The Compulsion to Intervene

Allow me to come clean: I worry every time Max Boot vents enthusiastically about a prospective military action. Whenever that Washington Post columnist professes optimism about some upcoming bloodletting, misfortune tends to follow. And as it happens, he’s positively bullish about the prospect of Ukraine handing Russia a decisive defeat in its upcoming, widely anticipated, sure-to-happen-any-day-now spring counteroffensive.

In a recent column reported from the Ukrainian capital — headline: “I was just in Kyiv under fire” — Boot writes that actual signs of war there are few. Something akin to normalcy prevails and the mood is remarkably upbeat. With the front “only [his word!] about 360 miles away,” Kyiv is a “bustling, vibrant metropolis with traffic jams and crowded bars and restaurants.” Better yet, most of the residents who fled that city when the Russians invaded in February 2022 have since returned home.

And despite what you might read elsewhere, incoming Russian missiles are little more than annoyances, as Boot testifies from personal experience. “From my vantage point in a hotel room in the center of Kyiv,” he writes, “the whole attack was no big deal — just a matter of losing a little sleep and hearing some loud thumps,” as air defenses provided by Washington did their work.
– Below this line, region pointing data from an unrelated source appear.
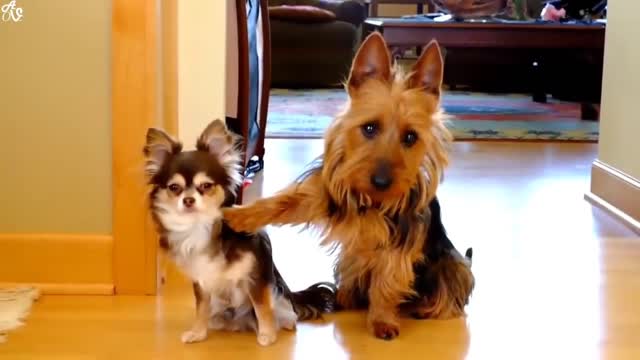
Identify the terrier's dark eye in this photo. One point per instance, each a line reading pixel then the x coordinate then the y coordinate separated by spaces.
pixel 206 186
pixel 369 130
pixel 410 138
pixel 175 188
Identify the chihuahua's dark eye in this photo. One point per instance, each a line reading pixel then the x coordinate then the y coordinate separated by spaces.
pixel 410 138
pixel 206 186
pixel 175 188
pixel 369 130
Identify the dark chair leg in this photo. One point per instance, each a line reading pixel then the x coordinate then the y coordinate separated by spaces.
pixel 589 112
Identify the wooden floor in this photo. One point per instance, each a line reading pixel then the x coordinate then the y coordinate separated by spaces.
pixel 556 278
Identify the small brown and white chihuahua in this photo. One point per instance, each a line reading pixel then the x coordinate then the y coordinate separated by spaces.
pixel 236 285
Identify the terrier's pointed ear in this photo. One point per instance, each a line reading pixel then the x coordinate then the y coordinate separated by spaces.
pixel 158 148
pixel 372 61
pixel 428 71
pixel 217 139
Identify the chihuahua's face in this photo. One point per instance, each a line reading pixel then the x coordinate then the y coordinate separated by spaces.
pixel 190 187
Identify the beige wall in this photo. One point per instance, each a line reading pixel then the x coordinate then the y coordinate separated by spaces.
pixel 620 123
pixel 55 127
pixel 201 65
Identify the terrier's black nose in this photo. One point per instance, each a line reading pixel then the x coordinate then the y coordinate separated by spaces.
pixel 381 178
pixel 188 201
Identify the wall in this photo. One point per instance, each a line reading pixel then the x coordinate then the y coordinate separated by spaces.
pixel 620 125
pixel 55 129
pixel 201 66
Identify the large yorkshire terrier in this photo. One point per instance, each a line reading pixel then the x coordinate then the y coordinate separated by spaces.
pixel 372 195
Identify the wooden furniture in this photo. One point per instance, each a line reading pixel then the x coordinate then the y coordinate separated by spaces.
pixel 563 59
pixel 249 79
pixel 373 5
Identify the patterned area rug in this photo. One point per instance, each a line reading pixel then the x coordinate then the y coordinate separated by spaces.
pixel 307 113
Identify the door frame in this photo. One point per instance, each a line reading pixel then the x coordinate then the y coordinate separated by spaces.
pixel 143 39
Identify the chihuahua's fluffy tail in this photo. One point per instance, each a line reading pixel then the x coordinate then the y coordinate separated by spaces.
pixel 314 301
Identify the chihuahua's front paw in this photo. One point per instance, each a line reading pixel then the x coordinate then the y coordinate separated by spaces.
pixel 192 336
pixel 267 338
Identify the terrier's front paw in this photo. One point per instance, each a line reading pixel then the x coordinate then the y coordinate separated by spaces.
pixel 266 338
pixel 192 336
pixel 385 331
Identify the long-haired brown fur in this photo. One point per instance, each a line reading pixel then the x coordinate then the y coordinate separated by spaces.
pixel 372 194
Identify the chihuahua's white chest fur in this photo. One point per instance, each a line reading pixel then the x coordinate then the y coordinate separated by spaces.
pixel 213 273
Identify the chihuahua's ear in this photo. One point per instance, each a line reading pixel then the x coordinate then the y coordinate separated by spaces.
pixel 158 148
pixel 428 71
pixel 372 61
pixel 218 140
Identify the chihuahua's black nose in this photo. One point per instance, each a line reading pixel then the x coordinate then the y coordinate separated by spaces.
pixel 381 178
pixel 188 201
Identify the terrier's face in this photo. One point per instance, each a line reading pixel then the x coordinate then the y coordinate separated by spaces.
pixel 391 128
pixel 190 187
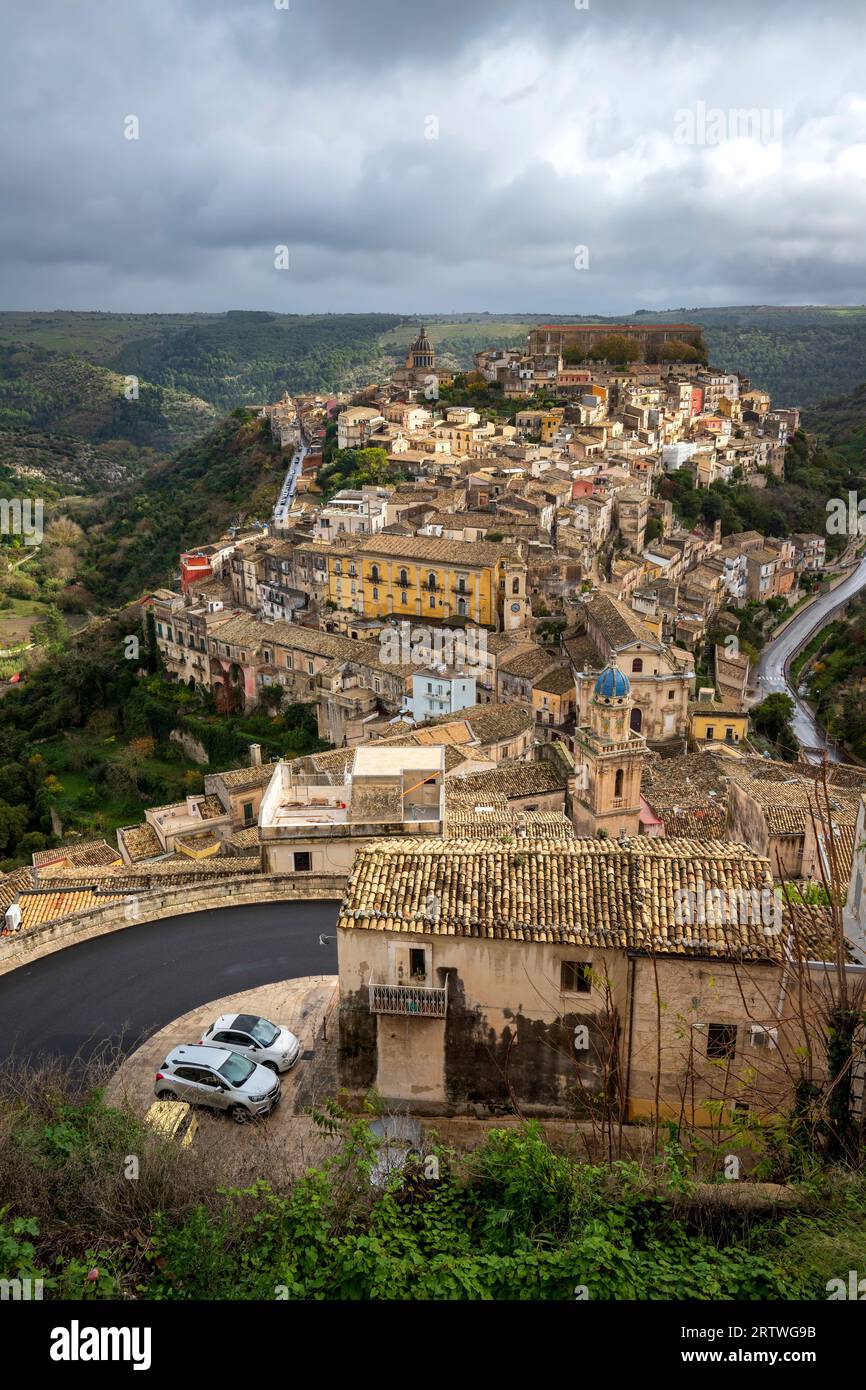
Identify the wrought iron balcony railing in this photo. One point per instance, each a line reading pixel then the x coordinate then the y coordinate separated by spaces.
pixel 409 1000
While Boot was there, Ukrainians repeatedly assured him that they would cruise to ultimate victory. “That’s how confident they are.” He shares their confidence. “In the past, such talk may have contained a large element of bravado and wishful thinking, but now it is a product of hard-won experience.” From his vantage point in a downtown hotel, Boot reports that “continued Russian attacks on urban areas are only making Ukrainians angrier at the invaders and more determined to resist their onslaught.” Meanwhile, “the Kremlin appears to be in disarray and mired in the blame game.”